Speed gains from this implementation are relatively modest, although I suspect that further optimization could improve runtime. As the main improvement of this is in the backend and not the R function calls themselves, it should have relatively consistent performance regardless of the input function. Testing was performed on a simple function to add an attribute to each node, as well as a recursive one that calls rapply at every node. Speedup is relatively consistent regardless of function, with the average boost in runtime approximately 1.5-3x on my machine (2021 MacBook Pro, M1 Pro, 32GB RAM). Calling rapply had less of a speedup compared to faster functions, likely because the runtime of the called R function dominates the overall runtime of the dendrapply call. Benchmarking using a minimal function to measure only the impact of the new apply function resulted in an average speedup of 2.5-3x depending on tree size. Looking at the memory usage of the functions, my new implementation has significantly decreased usage due to fewer function call frames allocated on the stack. However, this is difficult to benchmark since the original function uses R to allocate memory and the new function allocates in C.

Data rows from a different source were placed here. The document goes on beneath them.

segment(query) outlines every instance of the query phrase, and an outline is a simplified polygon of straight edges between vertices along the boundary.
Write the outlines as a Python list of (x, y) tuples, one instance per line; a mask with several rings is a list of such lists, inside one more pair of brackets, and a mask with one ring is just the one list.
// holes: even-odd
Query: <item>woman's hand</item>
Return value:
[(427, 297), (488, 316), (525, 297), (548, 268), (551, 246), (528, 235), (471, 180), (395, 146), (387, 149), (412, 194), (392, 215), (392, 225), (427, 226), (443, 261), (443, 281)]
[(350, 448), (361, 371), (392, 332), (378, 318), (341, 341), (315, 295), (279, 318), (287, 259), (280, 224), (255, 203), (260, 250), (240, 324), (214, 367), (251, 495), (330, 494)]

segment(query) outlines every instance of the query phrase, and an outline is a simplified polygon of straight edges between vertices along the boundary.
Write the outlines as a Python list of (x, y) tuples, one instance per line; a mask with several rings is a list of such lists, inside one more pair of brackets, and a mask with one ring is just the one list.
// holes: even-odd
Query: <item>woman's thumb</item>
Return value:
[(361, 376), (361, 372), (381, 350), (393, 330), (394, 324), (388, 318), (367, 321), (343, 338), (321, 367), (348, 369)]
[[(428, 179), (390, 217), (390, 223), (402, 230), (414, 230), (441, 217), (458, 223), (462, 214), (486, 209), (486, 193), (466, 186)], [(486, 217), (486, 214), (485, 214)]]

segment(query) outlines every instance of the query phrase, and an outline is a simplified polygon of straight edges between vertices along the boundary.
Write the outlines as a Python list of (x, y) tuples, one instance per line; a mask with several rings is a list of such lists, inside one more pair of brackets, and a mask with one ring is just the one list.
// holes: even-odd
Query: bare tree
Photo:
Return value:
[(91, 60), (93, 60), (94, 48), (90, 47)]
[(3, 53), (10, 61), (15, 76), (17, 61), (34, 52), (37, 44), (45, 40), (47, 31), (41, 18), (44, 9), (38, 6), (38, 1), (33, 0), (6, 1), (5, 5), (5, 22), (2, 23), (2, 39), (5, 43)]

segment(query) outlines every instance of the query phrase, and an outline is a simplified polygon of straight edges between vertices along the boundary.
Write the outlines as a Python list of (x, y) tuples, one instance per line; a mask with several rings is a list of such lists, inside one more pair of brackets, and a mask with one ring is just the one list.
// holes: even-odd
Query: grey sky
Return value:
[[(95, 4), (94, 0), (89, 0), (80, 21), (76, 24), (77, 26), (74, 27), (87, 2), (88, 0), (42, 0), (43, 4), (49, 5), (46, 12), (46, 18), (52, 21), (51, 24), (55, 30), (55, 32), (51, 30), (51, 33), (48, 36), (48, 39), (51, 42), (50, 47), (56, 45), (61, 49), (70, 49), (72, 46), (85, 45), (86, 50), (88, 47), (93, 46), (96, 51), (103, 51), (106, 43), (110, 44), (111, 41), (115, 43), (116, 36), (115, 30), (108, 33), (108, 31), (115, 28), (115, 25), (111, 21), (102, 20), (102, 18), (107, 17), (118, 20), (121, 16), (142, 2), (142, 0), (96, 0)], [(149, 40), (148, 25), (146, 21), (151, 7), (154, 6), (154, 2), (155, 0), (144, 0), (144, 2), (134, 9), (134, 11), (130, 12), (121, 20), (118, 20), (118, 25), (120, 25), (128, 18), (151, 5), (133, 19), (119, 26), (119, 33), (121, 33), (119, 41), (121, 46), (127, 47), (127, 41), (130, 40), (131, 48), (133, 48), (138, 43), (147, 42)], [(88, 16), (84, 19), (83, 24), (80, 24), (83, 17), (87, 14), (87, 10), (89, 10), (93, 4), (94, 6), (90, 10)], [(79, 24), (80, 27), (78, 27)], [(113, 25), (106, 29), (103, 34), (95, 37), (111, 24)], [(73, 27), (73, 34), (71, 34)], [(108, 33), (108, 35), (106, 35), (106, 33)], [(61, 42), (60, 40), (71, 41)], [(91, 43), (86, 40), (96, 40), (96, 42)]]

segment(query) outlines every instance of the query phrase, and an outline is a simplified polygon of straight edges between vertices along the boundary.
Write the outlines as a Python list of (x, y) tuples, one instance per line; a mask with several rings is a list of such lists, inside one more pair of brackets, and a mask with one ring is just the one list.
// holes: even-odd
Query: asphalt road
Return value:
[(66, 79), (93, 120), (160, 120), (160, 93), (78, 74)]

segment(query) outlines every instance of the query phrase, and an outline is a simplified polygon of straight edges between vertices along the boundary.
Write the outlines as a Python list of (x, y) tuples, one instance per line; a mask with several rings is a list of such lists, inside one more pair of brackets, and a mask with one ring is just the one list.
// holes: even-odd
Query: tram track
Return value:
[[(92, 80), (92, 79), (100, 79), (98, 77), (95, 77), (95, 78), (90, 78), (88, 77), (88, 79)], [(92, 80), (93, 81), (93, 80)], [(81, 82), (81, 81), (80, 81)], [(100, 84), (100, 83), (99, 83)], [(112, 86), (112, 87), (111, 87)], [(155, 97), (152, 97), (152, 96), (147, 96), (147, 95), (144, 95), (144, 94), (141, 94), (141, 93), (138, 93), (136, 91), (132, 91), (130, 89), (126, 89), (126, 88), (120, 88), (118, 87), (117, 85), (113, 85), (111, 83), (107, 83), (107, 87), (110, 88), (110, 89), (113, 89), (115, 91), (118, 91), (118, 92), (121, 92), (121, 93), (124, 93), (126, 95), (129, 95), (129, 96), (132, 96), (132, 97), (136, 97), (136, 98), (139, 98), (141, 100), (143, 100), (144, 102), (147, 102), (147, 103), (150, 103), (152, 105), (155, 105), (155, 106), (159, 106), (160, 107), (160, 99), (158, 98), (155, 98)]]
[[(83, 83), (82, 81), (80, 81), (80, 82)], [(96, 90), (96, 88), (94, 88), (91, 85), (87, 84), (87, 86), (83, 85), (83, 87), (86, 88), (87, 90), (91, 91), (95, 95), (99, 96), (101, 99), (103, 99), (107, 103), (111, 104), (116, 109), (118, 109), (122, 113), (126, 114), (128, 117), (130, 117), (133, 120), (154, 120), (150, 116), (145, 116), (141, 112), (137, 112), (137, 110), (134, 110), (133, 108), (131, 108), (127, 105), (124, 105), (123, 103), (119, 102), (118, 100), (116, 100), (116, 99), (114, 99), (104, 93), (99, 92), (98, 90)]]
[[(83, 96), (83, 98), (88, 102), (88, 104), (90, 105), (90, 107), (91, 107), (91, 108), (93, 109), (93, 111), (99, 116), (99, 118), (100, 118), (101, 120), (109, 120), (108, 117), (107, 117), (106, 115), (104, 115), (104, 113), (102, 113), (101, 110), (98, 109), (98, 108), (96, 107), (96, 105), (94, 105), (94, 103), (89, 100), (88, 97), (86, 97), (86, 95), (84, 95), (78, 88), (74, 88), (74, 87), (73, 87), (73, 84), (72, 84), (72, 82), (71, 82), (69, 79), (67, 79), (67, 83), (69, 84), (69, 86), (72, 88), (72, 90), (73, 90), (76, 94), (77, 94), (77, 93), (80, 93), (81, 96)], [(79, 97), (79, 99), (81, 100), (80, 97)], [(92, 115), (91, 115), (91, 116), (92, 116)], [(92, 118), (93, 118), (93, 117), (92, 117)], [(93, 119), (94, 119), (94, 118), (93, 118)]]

Compatibility with the previous version of dendrapply was tested against the unit tests available in dendextend, one of the largest packages that makes extensive usage of stats::dendrapply in a variety of scenarios. The pre-order traversal version passed all unit tests.

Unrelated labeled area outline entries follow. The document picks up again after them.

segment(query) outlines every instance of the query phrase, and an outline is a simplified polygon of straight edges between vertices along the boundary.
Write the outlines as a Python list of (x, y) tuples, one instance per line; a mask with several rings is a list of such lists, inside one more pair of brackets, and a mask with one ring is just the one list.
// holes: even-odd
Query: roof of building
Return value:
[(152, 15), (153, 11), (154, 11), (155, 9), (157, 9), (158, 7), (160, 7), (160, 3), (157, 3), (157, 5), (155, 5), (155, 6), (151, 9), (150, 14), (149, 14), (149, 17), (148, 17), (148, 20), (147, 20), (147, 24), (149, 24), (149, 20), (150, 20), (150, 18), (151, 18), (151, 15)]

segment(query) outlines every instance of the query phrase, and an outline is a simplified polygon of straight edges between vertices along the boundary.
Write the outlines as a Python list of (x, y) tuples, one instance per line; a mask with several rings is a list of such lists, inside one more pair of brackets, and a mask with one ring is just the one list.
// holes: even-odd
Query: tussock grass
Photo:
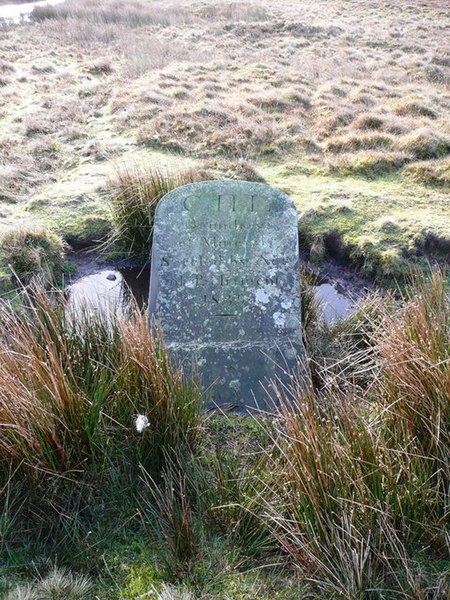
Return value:
[(107, 246), (149, 260), (159, 200), (176, 187), (201, 180), (201, 172), (195, 170), (165, 173), (138, 164), (119, 168), (108, 184), (114, 232)]
[(272, 466), (281, 502), (266, 510), (317, 594), (445, 598), (445, 574), (426, 564), (448, 541), (448, 309), (435, 273), (370, 336), (381, 370), (369, 393), (330, 383), (282, 408)]
[(0, 261), (22, 283), (55, 283), (62, 273), (65, 246), (56, 234), (39, 227), (11, 229), (0, 237)]
[[(155, 555), (145, 560), (156, 561), (165, 582), (181, 583), (174, 589), (250, 599), (253, 585), (248, 595), (228, 591), (230, 568), (276, 563), (284, 583), (261, 588), (262, 598), (307, 591), (312, 599), (444, 600), (450, 311), (443, 273), (416, 278), (401, 301), (369, 298), (333, 331), (310, 320), (317, 388), (294, 387), (289, 402), (280, 391), (279, 411), (238, 427), (235, 417), (216, 416), (203, 438), (198, 389), (168, 366), (142, 316), (74, 320), (38, 292), (29, 310), (31, 321), (8, 311), (2, 319), (3, 541), (30, 514), (36, 527), (39, 515), (50, 548), (82, 553), (92, 528), (83, 525), (89, 491), (90, 502), (116, 520), (120, 506), (133, 511), (121, 519), (147, 536)], [(131, 432), (137, 413), (150, 423), (139, 435)], [(54, 505), (70, 520), (55, 517)], [(156, 594), (154, 583), (134, 589)], [(109, 597), (124, 597), (116, 588)]]
[[(22, 465), (31, 478), (82, 477), (105, 460), (141, 462), (154, 473), (164, 452), (195, 445), (200, 392), (170, 367), (143, 315), (72, 315), (43, 292), (30, 294), (28, 314), (2, 310), (3, 465)], [(136, 414), (151, 423), (141, 440)]]

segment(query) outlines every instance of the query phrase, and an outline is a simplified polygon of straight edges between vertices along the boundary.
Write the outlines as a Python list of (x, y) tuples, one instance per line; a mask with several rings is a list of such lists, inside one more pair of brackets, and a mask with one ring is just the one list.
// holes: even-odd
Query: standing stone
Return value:
[(206, 181), (159, 203), (150, 318), (211, 403), (267, 408), (270, 380), (304, 369), (298, 252), (295, 206), (267, 185)]

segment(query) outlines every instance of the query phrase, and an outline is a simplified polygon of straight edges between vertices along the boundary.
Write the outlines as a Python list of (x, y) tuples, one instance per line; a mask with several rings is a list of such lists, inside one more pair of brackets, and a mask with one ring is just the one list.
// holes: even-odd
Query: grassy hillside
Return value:
[(450, 256), (446, 2), (69, 0), (0, 38), (0, 228), (99, 238), (118, 165), (262, 177), (306, 249)]

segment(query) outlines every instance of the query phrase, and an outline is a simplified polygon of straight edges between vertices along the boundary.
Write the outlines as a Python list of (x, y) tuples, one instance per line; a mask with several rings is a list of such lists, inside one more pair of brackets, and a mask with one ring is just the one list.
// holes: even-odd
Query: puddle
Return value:
[(326, 323), (344, 319), (353, 312), (354, 303), (330, 283), (318, 285), (316, 294), (321, 301), (322, 318)]
[(69, 304), (75, 311), (86, 307), (89, 311), (106, 314), (126, 314), (133, 302), (144, 309), (148, 302), (150, 270), (103, 269), (90, 273), (67, 286)]
[(30, 13), (36, 6), (54, 6), (61, 4), (64, 0), (41, 0), (39, 2), (20, 2), (20, 4), (0, 4), (0, 23), (22, 23), (28, 21)]
[[(81, 277), (67, 287), (70, 305), (80, 310), (87, 306), (89, 310), (106, 313), (117, 311), (126, 314), (134, 301), (143, 309), (148, 303), (150, 269), (102, 269)], [(323, 319), (332, 323), (336, 319), (348, 316), (353, 309), (352, 301), (339, 293), (336, 288), (323, 283), (317, 286), (317, 295), (322, 301)]]

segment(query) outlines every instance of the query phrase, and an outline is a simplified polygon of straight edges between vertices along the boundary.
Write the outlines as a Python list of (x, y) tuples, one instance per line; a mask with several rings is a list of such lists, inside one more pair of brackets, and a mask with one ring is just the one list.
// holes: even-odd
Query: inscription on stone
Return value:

Post-order failed many tests because methods in dendextend depend on the pre-order traversal order–this is why pre-order is the default setting.

Complete Code:

The complete code is available on Github. What follows are some comments on the code contained within the files.

R Script

Link to R Script

This has some quirks to make it a drop-in replacement for stats::dendrapply. The behavior of the original function when the provided function does not return a dendrogram or list-like object is a little counterintuitive to me, but after lots of testing this implementation should replicate it all accurately. There is a weird quirk where calling VECTOR_ELT on an SEXP seems to unclass the object, and I was running into problems with the input nodes not being of type dendrogram. I thought it was fairly safe to just reclass the object as 'dendrogram' when it comes to the function, since we expect to be applying the function to dendrogram objects anyway (and children of a dendrogram should also be dendrogram).

C Code

Link to C code

The C code is much longer. The main functions exposed to R are do_dendrapply() via .Call interface, and free_dendrapply_list() via .C interface. The brunt of the computation is done in new_apply_dend_func, which will likely be either renamed in the future or rolled into do_dendrapply(). Note that checking for leaf nodes depends on the leaves having correct values for attr(node, 'leaf'); if someone messes with the nodes it could perform unexpectedly. The current implementation defines leaves as nodes such that attr(node, 'leaf')==TRUE and non-leaves as is.null(attr(node, 'leaf')) || attr(node,'leaf')==FALSE. It’s unfortunately not possible to just check for nodes with length 1, since we should be able to support dendrograms with arbitrary numbers of children at internal nodes (whether that’s 1, 2, or many). I regard this error as being in the same category as users being able to change S3 classes to arbitrary values–it’s known and documented that things could go wrong if users mess with the values, and those that choose to modify the values are proceeding at their own risk. I’m not completely sure what the function will do in this scenario–I believe it will probably run infinitely until the C memory limit is exceeded. I’ve added enough checks to ensure that the function execution is always rescuable via user interrupts, so I think this is overall okay.